First we need to disintegrate the circuit into many parts with respect to the capacitors in series or parallel, so that the calculation is made easy, after that we need to calculate all the series and parallel connections of the circuit which will give us the value of the equivalent capacitance in the circuit.

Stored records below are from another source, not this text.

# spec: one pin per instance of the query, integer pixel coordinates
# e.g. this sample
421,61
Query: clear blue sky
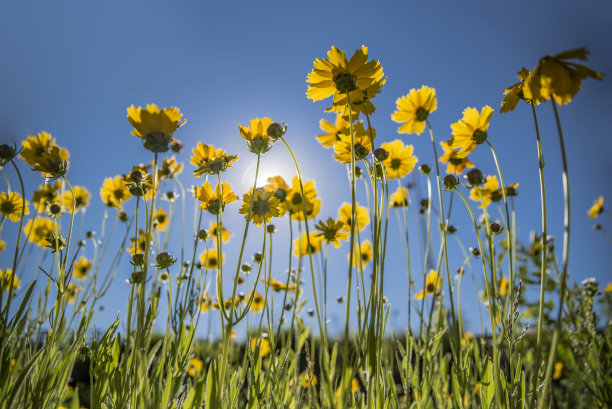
71,68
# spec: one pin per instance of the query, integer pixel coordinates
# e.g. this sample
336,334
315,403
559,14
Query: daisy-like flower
81,199
333,131
335,75
433,282
155,126
82,267
471,130
557,77
307,244
12,206
215,201
38,230
210,160
262,204
414,108
596,209
256,135
332,231
363,254
491,192
114,192
11,282
399,198
400,161
454,164
210,259
195,367
361,214
361,140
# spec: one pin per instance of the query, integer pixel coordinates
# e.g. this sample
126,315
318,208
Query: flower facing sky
414,108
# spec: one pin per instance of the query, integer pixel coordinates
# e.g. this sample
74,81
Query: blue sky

Complete step by step answer:

We see that the 15$\mu F$ , and the 10$\mu F$ capacitors are in parallel, so
C$_{eq1}$= (15+10)$\mu F$
C$_{eq1}$=25$\mu F$.

We further see that both the 1$\mu F$ capacitors are in parallel, so
C$_{eq2}$=(1+1) $\mu F$
C$_{eq2}$=2 $\mu F$.

Now on comparing we see that C$_{eq2}$ and 13 $\mu F$ capacitors are in series,
So,
C$_{eq3}$=$\dfrac{13\times 2}{13+2}$
C$_{eq3}$=$1.733$

Now comparing C$_{eq3}$ and 5$\mu F$ capacitor that are in parallel,
C$_{eq4}$=$1.733$+5$\mu F$
C$_{eq4}$=$6.733$ $\mu F$

Now we see that,25$\mu F$and C$_{eq4}$ is in with each other which in turn us parallel to the 10 $\mu F$ capacitor that is below so,
$\dfrac{1}{C{}_{eq5}}=\dfrac{1}{6.733}+25$
$\dfrac{1}{C{}_{eq5}}=\dfrac{25+6.733}{168.32}\mu F$
$C{}_{eq5}=5.30\mu F$,
C$_{eq6}$ =$5.30+10$
C$_{eq6}$=$15.30\mu F$
Therefore the equivalent capacitance between the two is 15.30$\mu F$, which is option D (none of the above).

Additional Information:
A capacitor is a device which is used to store charge, it is usually made up of two conductors separated by an insulator.

Note:
When we calculate equivalent capacitance for a series circuit of capacitors we need to do a sum of both the capacitance simply, but when we find equivalent capacitance for a parallel circuit of capacitors we need to inverse each and every following term and find the result.